Could Poh become the leader of the New Singapore? He can.

The more he is left alone in physical restriction on the island, the more he will become a freedom icon.

On the contrary, if he is finally released back to society, he can do as much damage to PAP as he languishes on the island.

Either way, the PAP government loses. The future of the PAP in Singapore is bleak. They had achieved their peak after barely forty-eight years forming the government.

Repealing the ISA had created Malaysia into a new freedom icon. It challenges America’s position and standing in the democratic world.

Guantanamo Bay must be shut down, so that America can aspire to come up to par with Malaysia’s.

There is nothing that America can teach Malaysia on democracy, but there are a lot of things that Malaysia can teach America on it.

Poh can be trusted to lead the fledging opposition of Singapore who despite having won six seats in the last general election, yet, they do not seem to have any real leader.

This act is cunning as it is surreal.

Anyone who is seen to be a leader of the opposition can be targeted.

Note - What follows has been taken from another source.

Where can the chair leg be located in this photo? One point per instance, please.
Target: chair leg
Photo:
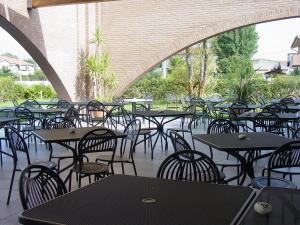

So they end up not having one.

In the end, it is the voters of Singapore who are the ‘leaders’ of the opposition.

And forty percent of the voters of Singapore comprising of about 800,000 are those who did not care to vote for the PAP. And the number is increasing by the day.

The repealing of the ISA by Malaysia in the last day of August, which is the Merdeka or Independence Month of Malaysia, sees a tide to the Left in Singapore.

Now with the reemergence of Poh, there is a very good chance for the tide to surge forward even more and in all directions.

But in Singapore – and it is a Uniquely Singapore! way, the people are just voters. And they have to wait for the polls to come around for them to show their true feelings.

In normal pre- or post-elections time, they remain placid keeping their feelings and emotions on anything concerning Singapore to themselves.